Ce décor scindé, mais uni par son aspect banal, montre trois vies séparées mais toutes aussi solitaires les unes que les autres. Il y a Cassandre (Marika Lhoumeau), dans sa cuisine, qui simule un anniversaire pour ne plus être seule ; il y a Sylvain (Jean-Pascal Fournier), le propriétaire d’un dépanneur qui suit une thérapie pour troubles de confiance en lui et son amie (Dominique Quesnel), qui a perdu son goût pour la vie ; il y a finalement Théodore (Antoine Bertrand) et Noémie (Geneviève Schmidt) qui, en apparence, semblent s’entendre, mais qui vivent une rupture difficile. Ces trois chemins s’unissent sur scène, mettant ainsi en lumière toute la solitude de l’homme et le profond échec de sa communication avec autrui.
Le titre de la pièce fait référence à une parabole de Schopenhauer : les hommes sont comme des porcs-épics, ils ont froid de vivre et ils se rapprochent les uns des autres, mais lorsqu’ils sont trop proches, ils se blessent avec leurs piquants et doivent s’éloigner, créant un mouvement d’aller-retour perpétuel. La symbolique est d’ailleurs omniprésente tout au long de la pièce, où tous les moyens sont bons pour combler la solitude : les femmes deviennent tour à tour enceinte d’un même rejeton, Cassandre se transforme en couverture réconfortante pour un enfant…

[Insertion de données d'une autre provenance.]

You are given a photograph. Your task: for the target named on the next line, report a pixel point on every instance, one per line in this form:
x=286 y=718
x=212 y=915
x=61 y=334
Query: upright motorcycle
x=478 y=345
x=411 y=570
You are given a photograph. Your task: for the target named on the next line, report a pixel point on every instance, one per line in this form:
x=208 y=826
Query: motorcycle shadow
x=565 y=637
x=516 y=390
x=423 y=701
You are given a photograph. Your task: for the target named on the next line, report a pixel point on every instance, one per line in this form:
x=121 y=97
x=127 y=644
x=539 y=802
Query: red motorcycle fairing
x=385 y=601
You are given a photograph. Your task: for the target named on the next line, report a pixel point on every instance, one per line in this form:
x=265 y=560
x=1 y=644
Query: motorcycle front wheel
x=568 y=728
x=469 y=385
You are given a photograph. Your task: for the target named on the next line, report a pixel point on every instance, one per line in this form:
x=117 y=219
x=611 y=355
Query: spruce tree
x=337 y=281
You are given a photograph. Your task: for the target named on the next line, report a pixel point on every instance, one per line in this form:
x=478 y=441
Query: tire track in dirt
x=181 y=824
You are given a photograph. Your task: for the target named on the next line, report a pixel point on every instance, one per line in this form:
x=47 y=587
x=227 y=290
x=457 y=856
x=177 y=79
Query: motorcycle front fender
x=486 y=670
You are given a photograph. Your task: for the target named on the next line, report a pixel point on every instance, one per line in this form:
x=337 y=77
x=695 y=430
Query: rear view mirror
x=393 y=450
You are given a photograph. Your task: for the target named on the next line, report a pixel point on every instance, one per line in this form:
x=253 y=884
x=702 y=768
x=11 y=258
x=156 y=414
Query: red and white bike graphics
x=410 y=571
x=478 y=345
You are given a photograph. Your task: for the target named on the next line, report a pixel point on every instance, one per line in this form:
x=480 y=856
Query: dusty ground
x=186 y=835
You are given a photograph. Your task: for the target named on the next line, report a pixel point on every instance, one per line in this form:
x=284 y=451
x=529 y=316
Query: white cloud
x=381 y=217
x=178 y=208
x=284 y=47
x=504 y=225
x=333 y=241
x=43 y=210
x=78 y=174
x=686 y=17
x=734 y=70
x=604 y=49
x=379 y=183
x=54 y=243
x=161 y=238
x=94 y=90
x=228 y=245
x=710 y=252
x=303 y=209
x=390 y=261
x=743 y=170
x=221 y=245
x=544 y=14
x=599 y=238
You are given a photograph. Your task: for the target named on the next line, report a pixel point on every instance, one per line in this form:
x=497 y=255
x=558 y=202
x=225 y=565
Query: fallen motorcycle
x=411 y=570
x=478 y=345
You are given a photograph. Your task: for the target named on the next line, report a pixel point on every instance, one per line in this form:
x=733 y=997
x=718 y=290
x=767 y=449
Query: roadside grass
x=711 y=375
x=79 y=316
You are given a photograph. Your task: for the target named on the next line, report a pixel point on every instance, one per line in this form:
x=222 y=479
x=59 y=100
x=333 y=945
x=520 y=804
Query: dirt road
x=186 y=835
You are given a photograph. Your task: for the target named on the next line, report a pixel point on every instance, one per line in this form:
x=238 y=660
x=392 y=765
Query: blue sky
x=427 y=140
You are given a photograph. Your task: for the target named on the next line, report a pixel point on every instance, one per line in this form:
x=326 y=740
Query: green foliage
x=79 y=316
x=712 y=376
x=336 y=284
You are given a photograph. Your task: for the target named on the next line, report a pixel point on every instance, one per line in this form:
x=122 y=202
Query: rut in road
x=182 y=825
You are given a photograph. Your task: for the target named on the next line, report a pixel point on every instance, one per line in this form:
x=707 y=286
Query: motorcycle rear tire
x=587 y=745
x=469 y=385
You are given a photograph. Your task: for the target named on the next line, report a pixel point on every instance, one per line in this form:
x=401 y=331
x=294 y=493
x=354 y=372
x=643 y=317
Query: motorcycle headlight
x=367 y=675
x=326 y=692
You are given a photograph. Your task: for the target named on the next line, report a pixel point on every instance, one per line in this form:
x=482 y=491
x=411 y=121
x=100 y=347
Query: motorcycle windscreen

La pièce plonge le spectateur dans un univers noir, qui propose une réflexion sur les relations interpersonnelles et sur le fait que chaque être est emprisonné dans une prison de verre, sans fusion possible avec ses semblables. Afin de mieux transmettre ce message, David Paquet a choisi l’humour, et Patrice Dubois l’a suivi dans cette voie. Cette approche donne au spectateur la sensation d’être un équilibriste, hésitant sans cesse entre le rire et les pleurs. Le texte et les amusantes mimiques des personnages font parfois bien rire, mais le fond reste profondément troublant. Le rire devient alors un moyen de se libérer du malaise provoqué par la lourdeur de la solitude. Il est en outre important de noter la performance brillante et nuancée d’Antoine Bertrand, connu entre autres grâce au rôle qu’il tient dans la série télévisée Les Bougons.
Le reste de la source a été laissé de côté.